Prof. Dr. Naci Görür: Benim endişem var, yani kendi insanıma bunu anlatmak isterim. Ben hayatımı buna adadım. Bahçeli iki katlı bir evde oturuyorum. Bir ev hafif olursa, anormal derecede yüksek, gereksiz yere ağırlık olmazsa, usulüne göre de bina yapılmışsa; yani bir takım ondan bundan tasarruf etmeden mühendislik hizmeti almışsa hiçbir şey olmaz. Yani düşey de olsa kaidesine göre o zamanki yönetmeliğine göre iyi malzeme iyi mühendislik hizmeti ile belli ölçüde yapılabilir.

 -Kızgın mısınız, kırgın mısınız yöneticilere. Sitem ediyor musunuz?

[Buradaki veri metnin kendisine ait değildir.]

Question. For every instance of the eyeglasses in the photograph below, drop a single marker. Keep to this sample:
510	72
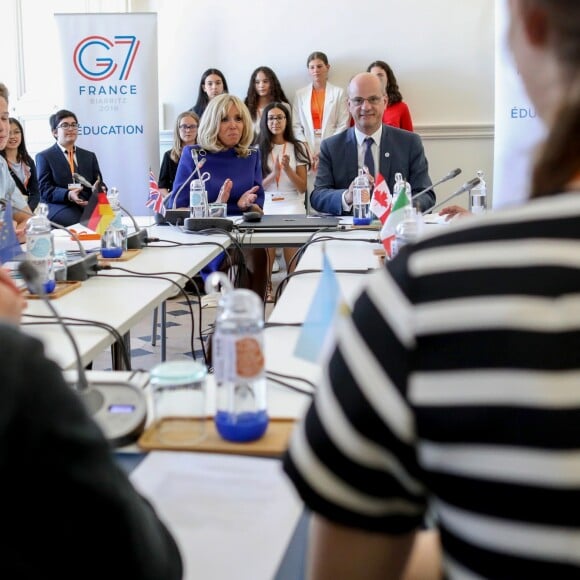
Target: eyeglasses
358	101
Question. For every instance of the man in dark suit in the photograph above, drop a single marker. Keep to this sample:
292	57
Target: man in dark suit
392	151
65	197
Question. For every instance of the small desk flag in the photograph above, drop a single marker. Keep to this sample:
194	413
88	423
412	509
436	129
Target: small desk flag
316	331
98	213
9	246
155	199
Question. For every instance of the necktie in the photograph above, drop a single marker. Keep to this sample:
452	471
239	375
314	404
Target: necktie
368	158
71	160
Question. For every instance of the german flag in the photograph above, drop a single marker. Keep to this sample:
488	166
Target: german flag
98	213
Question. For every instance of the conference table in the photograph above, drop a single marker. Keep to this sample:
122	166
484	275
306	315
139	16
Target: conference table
231	515
255	526
118	301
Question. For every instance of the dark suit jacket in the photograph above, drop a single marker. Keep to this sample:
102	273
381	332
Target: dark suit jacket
58	472
54	175
400	152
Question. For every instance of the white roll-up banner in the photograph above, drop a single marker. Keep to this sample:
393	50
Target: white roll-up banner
518	130
110	77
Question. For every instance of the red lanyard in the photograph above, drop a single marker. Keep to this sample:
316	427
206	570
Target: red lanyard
274	161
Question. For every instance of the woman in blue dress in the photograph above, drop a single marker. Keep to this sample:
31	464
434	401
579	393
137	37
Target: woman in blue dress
234	175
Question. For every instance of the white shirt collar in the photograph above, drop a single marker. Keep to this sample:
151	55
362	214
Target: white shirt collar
360	136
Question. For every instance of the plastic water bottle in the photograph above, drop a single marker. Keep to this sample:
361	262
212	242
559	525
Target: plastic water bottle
361	200
238	361
478	196
40	247
197	199
117	223
408	231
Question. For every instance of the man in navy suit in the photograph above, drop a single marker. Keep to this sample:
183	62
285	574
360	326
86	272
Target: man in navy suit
65	197
393	151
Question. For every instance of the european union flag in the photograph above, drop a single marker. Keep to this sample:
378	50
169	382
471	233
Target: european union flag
9	246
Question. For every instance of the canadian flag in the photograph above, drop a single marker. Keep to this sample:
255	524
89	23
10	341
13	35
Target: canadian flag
381	204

Prof. Dr. Naci Görür: Ben sadece halkıma karşı sitem ediyorum. Halkın suçu demeyelim de halkın gücü var. Hükümetleri hükümet yapan, cumhurbaşkanlarını cumhurbaşkanı yapan, bakanı bakan yapan en sağlam güç halktır. O olmazsa bunlar olmaz. Yani yerel yönetimi de başa getirip başkan yapan halktır. Halk istesin, talep etsin. Yine hangi partiyi isterse ona oy versin ama o partiye desin ki ‘bizim yerleşim alanımızı deprem dirençli yapabilecek plan programla bana gel. Eğer gelmezsen benden oy alamazsın.’ Bunu demesi zor mu? Bak EYT’liler (Emeklilikte Yaşa Takılanlar) duyurdular kendilerini. Emekli oldular. Yani pazardaki limonun fiyatını söylediğimiz kadar can güvenliğimizi söylemiyoruz. Böyle bir mantık olur mu? Halk bir şey yapsın istemiyoruz, halk her kimi istiyorsa ona da oy versin. Deprem partiler üstü bir konudur. Kime oy verirse versin, kime yanaşırsa yanaşsın, ‘oturduğumuz yerleri deprem dirençli yapmanızı istiyoruz. O koşulla size oy veririz’ demeli, demeliyiz.